法人の取締役であっても、労働者としての身分性が強い人は、労働者としての身分性が強い「兼務役員」とみなされ、雇用保険の適用を受けたり、助成金申請の頭数として数えることができます。しかし、兼務役員とみなされるには、1)労働時間が管理され、2)報酬では無く賃金が支払われている、という2つの条件を満たす必要があります。詳細を解説いたします。
取締役でも雇用保険に加入可能なのが兼務役員
法人の取締役であっても、労働者としての身分性が強い場合、雇用保険に加入することが可能です。この場合、役員は労働者としての身分性が強い「兼務役員」とみなされます。
しかし、具体的にどのようなポイントを満たせば「労働者としての身分性が強い」と判断されるのでしょうか?
本稿は、この点をご説明したいと思います。
兼務役員とみなされないと何がまずいのか?
先述の通り、法人の取締役であっても労働者性の身分が強い場合には、ハローワークで兼務役員の証明書をもらうことによって、雇用保険の被保険者となることができます。これは逆に言えば、労働者性としての身分が強くなければ、雇用保険には加入できないことになります。
兼務役員の証明書を発行してもらえない場合には、助成金申請にも影響が出るでしょう。
取締役が、労働者とみなされるか否かには幾つかのポイントがありますが、最も大きなポイントは、
- 労働時間が管理されている
- 報酬ではなく賃金が支払われている
兼務役員の条件1:労働時間が管理されている
1つめの条件である、労働時間が管理されていることですが、そもそも労働者の定義は「使用者の支配下に置かれている」ことです。「使用者の支配下」には、いろいろな意味が含まれていますが、その中に労働時間の管理があります。

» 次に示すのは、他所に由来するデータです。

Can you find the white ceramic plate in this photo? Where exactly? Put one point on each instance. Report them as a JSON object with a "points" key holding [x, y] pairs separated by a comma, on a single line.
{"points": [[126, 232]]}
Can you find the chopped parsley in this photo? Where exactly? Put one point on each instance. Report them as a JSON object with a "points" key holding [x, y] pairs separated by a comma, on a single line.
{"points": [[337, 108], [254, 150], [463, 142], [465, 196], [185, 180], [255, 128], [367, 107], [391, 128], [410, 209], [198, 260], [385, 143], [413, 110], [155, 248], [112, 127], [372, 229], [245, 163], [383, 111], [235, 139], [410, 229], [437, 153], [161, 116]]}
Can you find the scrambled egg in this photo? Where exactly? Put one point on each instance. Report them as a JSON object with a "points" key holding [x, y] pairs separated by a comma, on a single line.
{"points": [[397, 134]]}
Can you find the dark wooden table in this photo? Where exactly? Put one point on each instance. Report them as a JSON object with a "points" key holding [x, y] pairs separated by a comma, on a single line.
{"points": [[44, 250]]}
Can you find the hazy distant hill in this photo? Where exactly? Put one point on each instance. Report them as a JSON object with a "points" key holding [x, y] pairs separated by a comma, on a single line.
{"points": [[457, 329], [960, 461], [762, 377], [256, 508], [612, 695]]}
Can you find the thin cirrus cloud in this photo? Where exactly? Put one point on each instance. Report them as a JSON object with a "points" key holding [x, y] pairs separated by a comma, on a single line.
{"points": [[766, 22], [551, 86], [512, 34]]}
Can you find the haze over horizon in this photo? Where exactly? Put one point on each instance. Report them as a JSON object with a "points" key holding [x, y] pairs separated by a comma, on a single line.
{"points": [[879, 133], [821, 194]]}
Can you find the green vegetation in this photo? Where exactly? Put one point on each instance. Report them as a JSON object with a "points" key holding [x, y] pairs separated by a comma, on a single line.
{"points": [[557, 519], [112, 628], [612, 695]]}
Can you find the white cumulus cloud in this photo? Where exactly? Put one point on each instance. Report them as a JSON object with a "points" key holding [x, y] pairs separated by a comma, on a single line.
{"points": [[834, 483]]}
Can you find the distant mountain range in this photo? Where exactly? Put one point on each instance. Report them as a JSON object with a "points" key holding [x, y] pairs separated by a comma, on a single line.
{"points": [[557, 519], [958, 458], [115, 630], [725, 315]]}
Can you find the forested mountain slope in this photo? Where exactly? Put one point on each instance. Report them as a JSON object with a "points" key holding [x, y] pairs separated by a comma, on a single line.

また、使用者には、労働者の労働時間を管理する義務がありますから、労働者であるということは、何らかの労働時間を管理する帳票、つまり出勤簿やタイムカードを付けている必要があります。
取締役は委任契約を会社と締結しており、労働契約とは性質が違うため、使用者に労働時間を管理されることはありません。
出勤簿やタイムカードいった労働時間を管理する帳票がないということは、労働時間を管理されていない「労働者性が無い」立場とみなされてしまいます。
従って、取締役を労働者として取扱う場合には、必ず出勤簿又はタイムカードにより、労働時間の管理が行われている必要があります。